This is a musical sound that requires and deserves your attention. It is not something to be ignored as a kind of music for elevators. The Naim sound has always been somewhat forward in balance compared with many other brands. The 5i series still brings the sound into the room but tends to place it slightly forward of the speakers rather than sitting in your lap. Like their more expensive equipment there was not a great sense of depth to the music though some of this I was able to counter by drawing the speakers slightly closer together.
Getting down and dirty
I was particularly taken with the midrange clarity of this new series. One of my favourite tests of vocal clarity is the Chesky recording of Livingston Taylor’s Ink. His slightly nasal twang can be difficult at times. This is the first time that I have been able to follow all of the words with complete ease. It is this easy open midrange quality that makes this gear so easy to listen to!
I pulled out the old standard, We Get Requests, by the Oscar Peterson Trio to get some idea of the treble. Ed Thigpen does some magic brushwork and this was captured in all of its fluid glory. On the same recording Ray Brown bows the double bass, which is a good test of even the most capable equipment. The Nait hung in there and followed the bass in a clear musical and tuneful way. The bass was just a little lightweight, that’s all.
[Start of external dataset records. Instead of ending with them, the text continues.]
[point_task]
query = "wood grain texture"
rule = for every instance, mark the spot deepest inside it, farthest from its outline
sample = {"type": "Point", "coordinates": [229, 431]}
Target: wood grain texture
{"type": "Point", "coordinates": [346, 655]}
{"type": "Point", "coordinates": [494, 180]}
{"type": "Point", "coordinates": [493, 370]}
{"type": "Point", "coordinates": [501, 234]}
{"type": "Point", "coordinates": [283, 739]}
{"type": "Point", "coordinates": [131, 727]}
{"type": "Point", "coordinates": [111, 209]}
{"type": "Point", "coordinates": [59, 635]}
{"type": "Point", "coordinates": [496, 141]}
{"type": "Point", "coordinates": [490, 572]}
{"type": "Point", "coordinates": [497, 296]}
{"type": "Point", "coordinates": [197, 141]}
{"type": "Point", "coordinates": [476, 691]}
To get more testicular fortitude you are going to have to go up though the Naim range and spend a few more thousand dollars.
Putting it all together
It is difficult to think of any equipment in this price range that captures so much of the music. There are some downsides, for example the gear takes forever to come ‘on song’ and the slightly forward sound will not be for everyone. However, for as little as $5200 you can now experience the Naim magic and experience what all the fuss has been about. Be warned however that this stuff deserves a health warning. Its that addictive!